Este don recibido de lo alto no es para guardárselo simplemente como un bien particular y privado; trae consigo la responsabilidad de conformar la propia vida con el mensaje que han escuchado y difundirlo por todas partes. A nadie niega el Señor el don de su mensaje de salvación –a todas partes llega su pregón y hasta los confines del orbe sus palabras (Sal 19,5) –, pero el resultado dependerá de que quienes lo escuchen, tanto los discípulos como “los demás”, respondan de la mejor manera. Estos últimos, que representan al pueblo de Israel, y “los otros” en general tienen siempre abierta la posibilidad de convertirse, es decir, de dejar de mirar sin ver y oír sin entender.

 

¿Por qué unos ven y entienden y otros no? Es la cuestión de fondo que probablemente preocupaba a la comunidad cristiana a la que Lucas dirige su obra. ¿A qué se debe que la misión evangelizadora no tenga éxito o se produzcan deserciones o haya cristianos que no llegan a madurar? La parábola responde por medio de la alegoría de los diversos tipos de tierras, que aluden a los diversos obstáculos, dificultades y riesgos que encuentra el anuncio del evangelio.

 

El primer tipo de tierra corresponde a los que no acogen con fe el anuncio de la palabra. Ocurre en ellos lo que a la semilla que cae al borde del camino. El mensaje no cala en ellos, no porque no les haya llegado, sino porque se ven afectados por influjos diametralmente opuestos que les llegan de fuera. Así, la semilla no puede arraigar en ellos, apenas los roza y es arrancada de sus corazones.

 

Los que desertan en el momento de la prueba se equiparan a la semilla que cayó en terreno pedregoso. Tienen fé, pero por poco tiempo. Falla la perseverancia, sobre todo en la adversidad. Pusilánimes o superficiales, abrazan el mensaje cristiano pero mientras les convenga para sus propios intereses y su comodidad personal. 

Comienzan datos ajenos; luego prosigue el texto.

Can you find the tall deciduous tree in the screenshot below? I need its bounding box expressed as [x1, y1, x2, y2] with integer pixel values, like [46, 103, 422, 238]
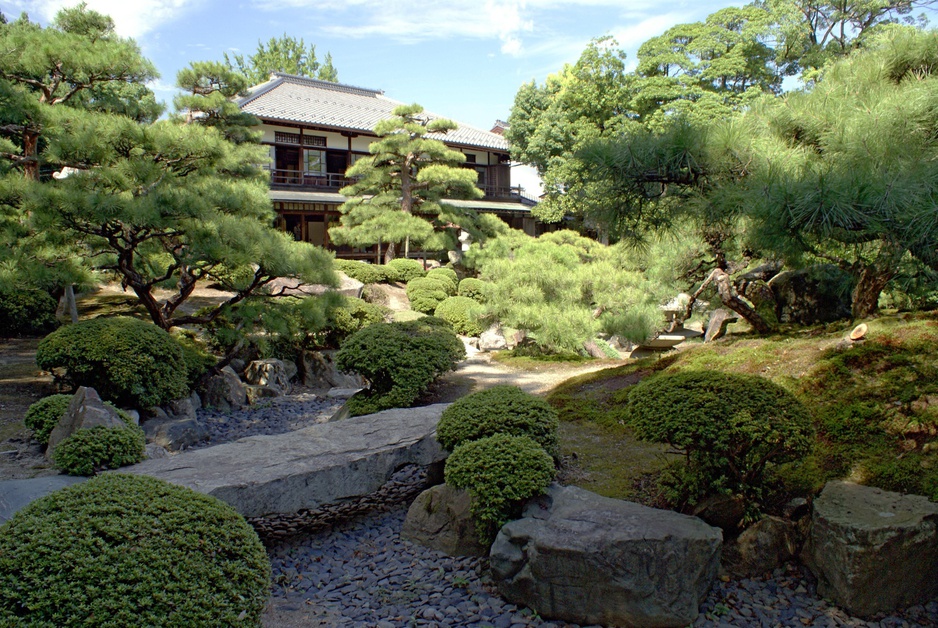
[329, 104, 482, 261]
[225, 33, 339, 85]
[0, 7, 334, 336]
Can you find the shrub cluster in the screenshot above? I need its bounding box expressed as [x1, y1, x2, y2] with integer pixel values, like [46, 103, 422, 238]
[336, 316, 466, 416]
[436, 385, 560, 456]
[457, 277, 492, 303]
[23, 395, 72, 445]
[36, 317, 189, 408]
[444, 434, 555, 543]
[0, 473, 270, 628]
[624, 371, 814, 508]
[433, 297, 485, 336]
[0, 289, 58, 337]
[386, 257, 427, 283]
[52, 425, 147, 475]
[332, 259, 390, 284]
[407, 269, 456, 314]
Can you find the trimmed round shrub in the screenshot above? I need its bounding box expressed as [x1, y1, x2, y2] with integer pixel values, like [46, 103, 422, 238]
[0, 290, 59, 337]
[52, 425, 147, 475]
[436, 386, 560, 455]
[387, 257, 427, 283]
[427, 266, 459, 284]
[433, 297, 485, 336]
[625, 371, 814, 506]
[0, 473, 270, 628]
[457, 277, 492, 303]
[36, 317, 188, 408]
[333, 259, 389, 283]
[336, 316, 466, 416]
[23, 395, 72, 445]
[407, 275, 456, 314]
[444, 434, 556, 543]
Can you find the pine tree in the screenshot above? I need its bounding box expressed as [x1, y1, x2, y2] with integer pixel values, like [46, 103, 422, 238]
[329, 104, 482, 262]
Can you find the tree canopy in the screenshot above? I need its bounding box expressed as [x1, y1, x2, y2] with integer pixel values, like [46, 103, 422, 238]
[329, 104, 482, 261]
[225, 33, 339, 85]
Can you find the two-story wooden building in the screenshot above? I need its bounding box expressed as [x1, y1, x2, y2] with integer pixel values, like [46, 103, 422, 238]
[238, 73, 541, 257]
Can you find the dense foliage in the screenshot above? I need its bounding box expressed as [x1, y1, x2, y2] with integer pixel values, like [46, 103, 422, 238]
[433, 297, 485, 336]
[622, 371, 814, 508]
[36, 317, 188, 409]
[0, 287, 58, 337]
[444, 434, 555, 542]
[52, 425, 147, 475]
[336, 316, 466, 415]
[436, 385, 559, 456]
[23, 395, 72, 445]
[0, 473, 270, 628]
[387, 257, 427, 283]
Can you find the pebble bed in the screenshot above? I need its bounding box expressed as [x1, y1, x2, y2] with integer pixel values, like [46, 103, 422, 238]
[198, 393, 938, 628]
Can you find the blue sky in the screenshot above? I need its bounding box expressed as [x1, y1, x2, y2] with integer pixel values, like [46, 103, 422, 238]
[0, 0, 756, 129]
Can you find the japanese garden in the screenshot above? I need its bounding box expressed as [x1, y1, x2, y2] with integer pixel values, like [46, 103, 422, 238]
[0, 0, 938, 628]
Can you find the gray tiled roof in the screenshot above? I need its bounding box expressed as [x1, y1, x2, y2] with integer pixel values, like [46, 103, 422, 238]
[237, 73, 508, 152]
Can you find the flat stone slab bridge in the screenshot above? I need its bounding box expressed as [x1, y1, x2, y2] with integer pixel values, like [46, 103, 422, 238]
[118, 404, 448, 517]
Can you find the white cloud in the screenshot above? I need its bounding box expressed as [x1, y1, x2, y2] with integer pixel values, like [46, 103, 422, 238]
[7, 0, 204, 38]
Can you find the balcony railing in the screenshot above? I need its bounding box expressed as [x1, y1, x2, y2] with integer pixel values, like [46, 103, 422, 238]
[270, 170, 537, 205]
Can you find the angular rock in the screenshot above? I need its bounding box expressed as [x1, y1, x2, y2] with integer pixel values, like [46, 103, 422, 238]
[244, 358, 293, 395]
[704, 308, 739, 342]
[479, 325, 508, 351]
[121, 404, 447, 517]
[298, 351, 368, 392]
[142, 416, 208, 451]
[489, 485, 723, 626]
[46, 386, 127, 459]
[803, 482, 938, 617]
[200, 366, 248, 412]
[401, 484, 489, 556]
[723, 517, 803, 577]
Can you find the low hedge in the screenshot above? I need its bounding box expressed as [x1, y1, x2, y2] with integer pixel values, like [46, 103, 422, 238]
[52, 425, 147, 475]
[433, 297, 485, 336]
[456, 277, 492, 303]
[444, 434, 556, 543]
[333, 259, 390, 284]
[0, 473, 270, 628]
[386, 257, 427, 283]
[436, 385, 560, 456]
[624, 371, 814, 509]
[336, 316, 466, 415]
[36, 317, 189, 408]
[0, 289, 59, 337]
[23, 395, 72, 445]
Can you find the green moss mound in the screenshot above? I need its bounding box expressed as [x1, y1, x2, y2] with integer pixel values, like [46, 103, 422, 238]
[444, 434, 556, 542]
[0, 474, 270, 628]
[433, 297, 485, 336]
[387, 257, 427, 283]
[336, 316, 466, 416]
[23, 395, 72, 445]
[52, 425, 147, 475]
[407, 278, 456, 314]
[457, 277, 492, 303]
[36, 317, 189, 408]
[436, 386, 559, 455]
[623, 371, 814, 509]
[333, 259, 389, 284]
[0, 290, 59, 338]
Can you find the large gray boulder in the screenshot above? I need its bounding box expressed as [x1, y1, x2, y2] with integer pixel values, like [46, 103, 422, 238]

Los que escuchan la palabra, pero no llegan a madurar, son los que abren el corazón al mensaje, pero las preocupaciones de la vida diaria, las riquezas y los placeres ahogan su actitud de escucha, impidiéndoles alcanzar la madurez cristiana. 

Finalmente viene la tierra buena, el tipo de oyentes de la palabra en quienes el anuncio del evangelio produce las más valiosas reacciones del ser humano: nobleza de espíritu, generosidad y coherencia plena. Son los que conservan la palabra en su corazón y no interrumpen su crecimiento, son perseverantes hasta producir un fruto abundante. En este grupo, la palabra de Dios logra su cometido: el ciento por uno. El secreto es la perseverancia y la constancia, distintivo de las personas justas.